Brewer–Dobson circulation refers to the global atmospheric circulation pattern of tropical tropospheric air rising into the stratosphere and then moving poleward as it descends. The basics of the circulation were first proposed by Gordon Dobson and Alan Brewer. The term "Brewer–Dobson circulation" was first introduced in 1963. This circulation pattern explains observations of ozone and water vapor distribution, and has been accelerating in recent decades, likely due to climate change.

== Circulation ==
Brewer–Dobson circulation is driven by planetary scale atmospheric waves, namely Rossby waves, with results in westward drag and therefore poleward pumping action to conserve angular momentum.

== Global impacts ==
Because it moves air into and out of the stratosphere, Brewer–Dobson circulation determines the mean age and residence time of stratospheric gases, as well as tropical tropopause temperatures and stratospheric water vapor. Brewer–Dobson circulation directly impacts the distribution and abundance of stratospheric ozone by moving it from the tropics towards the poles. This transport helps to explain why tropical air has less ozone than polar air, even though the tropical stratosphere is where most atmospheric ozone is produced. Brewer–Dobson circulation also influences the lifetime of ozone-degrading substances and some greenhouse gases.
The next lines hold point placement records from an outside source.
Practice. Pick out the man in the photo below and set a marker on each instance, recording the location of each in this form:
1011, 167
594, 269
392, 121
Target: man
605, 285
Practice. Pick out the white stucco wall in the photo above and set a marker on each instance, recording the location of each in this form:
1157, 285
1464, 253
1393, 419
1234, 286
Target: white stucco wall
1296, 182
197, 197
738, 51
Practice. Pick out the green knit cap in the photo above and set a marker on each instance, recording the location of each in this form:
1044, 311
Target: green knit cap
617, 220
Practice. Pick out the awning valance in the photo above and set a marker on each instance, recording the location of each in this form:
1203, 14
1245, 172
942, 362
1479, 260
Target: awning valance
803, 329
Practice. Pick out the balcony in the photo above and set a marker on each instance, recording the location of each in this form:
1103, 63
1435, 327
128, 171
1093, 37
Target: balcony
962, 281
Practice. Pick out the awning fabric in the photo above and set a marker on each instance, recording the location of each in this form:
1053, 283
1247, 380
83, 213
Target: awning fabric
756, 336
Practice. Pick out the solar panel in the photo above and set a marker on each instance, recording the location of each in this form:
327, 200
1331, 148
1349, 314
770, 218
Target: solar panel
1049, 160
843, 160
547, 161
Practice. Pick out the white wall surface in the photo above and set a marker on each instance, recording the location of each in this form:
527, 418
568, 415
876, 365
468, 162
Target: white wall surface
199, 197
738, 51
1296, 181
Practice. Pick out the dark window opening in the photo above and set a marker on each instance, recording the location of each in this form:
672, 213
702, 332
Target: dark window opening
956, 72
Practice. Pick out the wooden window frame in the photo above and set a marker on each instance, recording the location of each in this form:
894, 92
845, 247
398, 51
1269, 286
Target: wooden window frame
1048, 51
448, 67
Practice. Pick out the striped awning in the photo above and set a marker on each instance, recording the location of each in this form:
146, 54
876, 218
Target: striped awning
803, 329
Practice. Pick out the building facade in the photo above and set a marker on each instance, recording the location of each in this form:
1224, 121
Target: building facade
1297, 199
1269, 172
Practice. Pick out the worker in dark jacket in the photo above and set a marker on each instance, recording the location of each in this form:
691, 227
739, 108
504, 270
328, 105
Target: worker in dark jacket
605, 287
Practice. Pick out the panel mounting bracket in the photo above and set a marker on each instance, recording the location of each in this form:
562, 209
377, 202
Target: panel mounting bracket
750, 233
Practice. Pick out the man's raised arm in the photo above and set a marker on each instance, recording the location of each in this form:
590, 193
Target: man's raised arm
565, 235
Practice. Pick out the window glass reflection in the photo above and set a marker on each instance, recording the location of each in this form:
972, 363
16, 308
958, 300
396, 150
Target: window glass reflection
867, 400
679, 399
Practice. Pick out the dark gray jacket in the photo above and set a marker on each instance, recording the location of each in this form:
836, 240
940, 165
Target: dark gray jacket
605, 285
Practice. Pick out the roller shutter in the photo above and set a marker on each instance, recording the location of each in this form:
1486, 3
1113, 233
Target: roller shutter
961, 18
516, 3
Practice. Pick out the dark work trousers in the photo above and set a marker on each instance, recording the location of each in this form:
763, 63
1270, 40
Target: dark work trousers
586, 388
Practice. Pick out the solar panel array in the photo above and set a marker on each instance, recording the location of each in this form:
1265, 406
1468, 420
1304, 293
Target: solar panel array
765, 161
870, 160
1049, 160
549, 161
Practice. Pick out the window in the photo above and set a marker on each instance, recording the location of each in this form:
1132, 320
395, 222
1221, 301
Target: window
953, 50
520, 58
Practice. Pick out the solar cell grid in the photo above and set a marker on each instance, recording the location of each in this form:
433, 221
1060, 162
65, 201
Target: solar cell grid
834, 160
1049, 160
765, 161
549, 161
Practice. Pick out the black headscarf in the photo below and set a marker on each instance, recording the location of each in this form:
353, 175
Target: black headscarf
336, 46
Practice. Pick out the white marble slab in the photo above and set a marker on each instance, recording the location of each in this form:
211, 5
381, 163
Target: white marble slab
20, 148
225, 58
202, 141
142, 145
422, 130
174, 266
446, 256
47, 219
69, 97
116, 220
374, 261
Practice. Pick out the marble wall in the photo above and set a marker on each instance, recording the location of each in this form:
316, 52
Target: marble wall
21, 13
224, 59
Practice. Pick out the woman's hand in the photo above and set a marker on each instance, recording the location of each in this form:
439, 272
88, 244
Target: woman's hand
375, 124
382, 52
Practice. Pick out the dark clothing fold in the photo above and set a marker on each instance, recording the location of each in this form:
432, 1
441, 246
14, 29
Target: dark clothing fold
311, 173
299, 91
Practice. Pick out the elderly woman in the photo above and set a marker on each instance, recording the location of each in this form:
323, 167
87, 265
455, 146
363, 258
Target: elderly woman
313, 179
== Acceleration due to greenhouse effect ==
Interest in Brewer–Dobson circulation has increased in the 21st century due to predictions of general circulation models and chemistry-climate models that the circulation will accelerate due to greenhouse-gas induced climate change. Observations have recently confirmed that Brewer–Dobson circulation has accelerated at ~2.0% per decade for the past four decades, leading to a cooling of the tropical lower stratosphere and warming in high latitudes.